Why Blitzy Succeeded Where GPT 5.4 Failed

To calibrate what "hard" means, Quesma ran OpenAI's GPT 5.4, the state-of-the-art base model, on the same 20 tasks at maximum reasoning effort (xhigh).

Quesma expected spectacular failures: the model chasing red herrings, misunderstanding the codebase architecture, or hallucinating APIs. What they found was more subtle and more interesting.

Every incorrect GPT 5.4 solution was close. The model identified the right area of the codebase, understood the general idea of a fix, and produced patches that were structurally reasonable. Where GPT 5.4 failed was on intricate details or corner cases.

GPT 5.4 works from a single pass through the code. Blitzy, by contrast, had already spent hours building the knowledge graph before it set off to solve the task. When Blitzy encountered the same boundary condition or module interaction, it had the context to get the details right and write a correct solution.

Conclusion

Foundation models are improving rapidly. Advancements at the harness layer can unlock larger performance gains.

The race for individual-developer AI tools is well underway. The race for enterprise, where codebases are large, requirements are precise, and "move fast and break things" is not an option, is just heating up.

Our SWE-Bench Pro score is a strong signal, but it is only one data point. What it validates is the thesis we have been building around since day one: that serious software engineering demands deep codebase understanding and a multi-model, dynamic agent architecture. That is what we have built, and that is what we will continue to prove.

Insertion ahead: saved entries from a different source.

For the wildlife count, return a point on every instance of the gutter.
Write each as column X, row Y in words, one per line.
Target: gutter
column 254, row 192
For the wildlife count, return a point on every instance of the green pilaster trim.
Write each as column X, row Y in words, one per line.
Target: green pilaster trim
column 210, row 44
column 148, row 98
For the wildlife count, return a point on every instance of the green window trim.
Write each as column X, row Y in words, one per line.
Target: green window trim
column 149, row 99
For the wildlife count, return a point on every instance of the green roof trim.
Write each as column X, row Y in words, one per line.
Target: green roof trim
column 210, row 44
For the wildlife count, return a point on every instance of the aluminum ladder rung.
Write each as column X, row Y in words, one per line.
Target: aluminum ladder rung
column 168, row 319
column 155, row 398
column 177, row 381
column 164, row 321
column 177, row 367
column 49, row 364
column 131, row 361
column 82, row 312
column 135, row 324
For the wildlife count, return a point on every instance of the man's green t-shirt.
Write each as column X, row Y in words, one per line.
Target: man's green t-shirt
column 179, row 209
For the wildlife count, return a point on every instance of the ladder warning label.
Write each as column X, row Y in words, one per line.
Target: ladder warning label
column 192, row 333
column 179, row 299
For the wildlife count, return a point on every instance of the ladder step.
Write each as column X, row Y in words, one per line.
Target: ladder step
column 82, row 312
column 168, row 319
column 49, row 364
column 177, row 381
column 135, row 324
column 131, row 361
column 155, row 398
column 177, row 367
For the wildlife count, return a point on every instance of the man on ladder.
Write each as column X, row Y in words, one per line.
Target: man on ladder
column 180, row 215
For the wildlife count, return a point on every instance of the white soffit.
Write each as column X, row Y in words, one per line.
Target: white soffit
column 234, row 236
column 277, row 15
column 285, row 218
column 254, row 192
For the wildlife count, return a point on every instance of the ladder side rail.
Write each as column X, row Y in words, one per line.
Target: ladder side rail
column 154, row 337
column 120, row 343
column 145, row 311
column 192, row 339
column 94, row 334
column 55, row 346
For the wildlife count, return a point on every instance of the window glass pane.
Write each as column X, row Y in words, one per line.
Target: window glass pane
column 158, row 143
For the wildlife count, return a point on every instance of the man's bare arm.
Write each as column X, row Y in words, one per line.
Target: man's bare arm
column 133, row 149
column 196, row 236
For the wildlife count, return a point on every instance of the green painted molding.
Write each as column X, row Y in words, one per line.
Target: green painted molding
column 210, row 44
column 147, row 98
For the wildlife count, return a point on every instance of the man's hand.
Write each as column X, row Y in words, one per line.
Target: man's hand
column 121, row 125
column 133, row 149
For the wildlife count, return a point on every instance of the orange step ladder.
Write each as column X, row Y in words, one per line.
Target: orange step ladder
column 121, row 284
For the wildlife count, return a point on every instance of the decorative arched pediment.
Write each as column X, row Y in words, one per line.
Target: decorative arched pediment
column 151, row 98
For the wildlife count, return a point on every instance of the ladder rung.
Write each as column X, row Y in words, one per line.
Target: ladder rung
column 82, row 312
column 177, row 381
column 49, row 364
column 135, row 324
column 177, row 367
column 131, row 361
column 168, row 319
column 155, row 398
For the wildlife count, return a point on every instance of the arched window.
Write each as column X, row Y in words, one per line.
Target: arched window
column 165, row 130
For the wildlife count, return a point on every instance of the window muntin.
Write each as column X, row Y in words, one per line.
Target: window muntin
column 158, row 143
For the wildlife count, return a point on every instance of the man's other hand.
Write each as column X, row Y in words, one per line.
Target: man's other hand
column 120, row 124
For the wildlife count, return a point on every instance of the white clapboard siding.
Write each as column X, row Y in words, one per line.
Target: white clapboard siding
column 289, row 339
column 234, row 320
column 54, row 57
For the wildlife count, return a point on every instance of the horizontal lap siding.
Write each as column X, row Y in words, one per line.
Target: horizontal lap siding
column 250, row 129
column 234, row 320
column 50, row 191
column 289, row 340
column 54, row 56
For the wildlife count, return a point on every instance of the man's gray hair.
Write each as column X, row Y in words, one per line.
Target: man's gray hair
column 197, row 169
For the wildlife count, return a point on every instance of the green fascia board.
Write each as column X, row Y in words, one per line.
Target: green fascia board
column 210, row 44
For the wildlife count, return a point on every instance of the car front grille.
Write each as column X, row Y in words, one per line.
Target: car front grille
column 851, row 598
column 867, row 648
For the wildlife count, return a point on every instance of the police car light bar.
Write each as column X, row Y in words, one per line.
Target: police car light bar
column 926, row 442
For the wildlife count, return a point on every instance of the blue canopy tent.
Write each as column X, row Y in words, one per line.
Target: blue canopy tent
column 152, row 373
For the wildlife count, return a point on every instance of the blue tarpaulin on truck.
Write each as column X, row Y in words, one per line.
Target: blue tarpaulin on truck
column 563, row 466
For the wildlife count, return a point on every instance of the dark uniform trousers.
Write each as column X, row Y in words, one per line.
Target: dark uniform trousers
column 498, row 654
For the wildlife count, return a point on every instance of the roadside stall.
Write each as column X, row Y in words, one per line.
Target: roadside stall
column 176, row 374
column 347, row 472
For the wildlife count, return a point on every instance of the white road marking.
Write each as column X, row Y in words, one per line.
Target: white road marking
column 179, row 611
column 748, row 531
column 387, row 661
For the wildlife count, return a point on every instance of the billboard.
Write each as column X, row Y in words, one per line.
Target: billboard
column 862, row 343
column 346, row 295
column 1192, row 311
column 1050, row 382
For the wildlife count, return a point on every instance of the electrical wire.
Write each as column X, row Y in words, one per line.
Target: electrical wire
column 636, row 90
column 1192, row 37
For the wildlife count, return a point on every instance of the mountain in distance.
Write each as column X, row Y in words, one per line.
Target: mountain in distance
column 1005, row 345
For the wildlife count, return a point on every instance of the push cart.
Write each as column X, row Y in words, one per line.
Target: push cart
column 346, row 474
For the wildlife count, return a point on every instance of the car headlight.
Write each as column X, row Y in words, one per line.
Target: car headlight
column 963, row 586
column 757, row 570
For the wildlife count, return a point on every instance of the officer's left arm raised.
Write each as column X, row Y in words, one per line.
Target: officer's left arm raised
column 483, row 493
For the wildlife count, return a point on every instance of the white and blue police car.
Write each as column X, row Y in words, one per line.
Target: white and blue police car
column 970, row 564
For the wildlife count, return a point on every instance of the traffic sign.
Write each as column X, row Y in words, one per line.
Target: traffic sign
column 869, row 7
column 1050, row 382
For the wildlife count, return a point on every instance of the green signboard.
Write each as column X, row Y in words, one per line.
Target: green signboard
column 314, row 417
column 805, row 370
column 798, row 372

We proactively commissioned Quesma to audit our submission. They verified the score, analyzed our hardest solves, and found the results to be fair. Blitzy will continue to submit to independent audits as we take on new benchmarks. Our platform exists to accelerate enterprise software development, but benchmark performance serves an important purpose: it gives our customers measurable proof that our engineering team is pushing the frontier, and it builds the trust required to deliver on the promise of fully autonomous software development.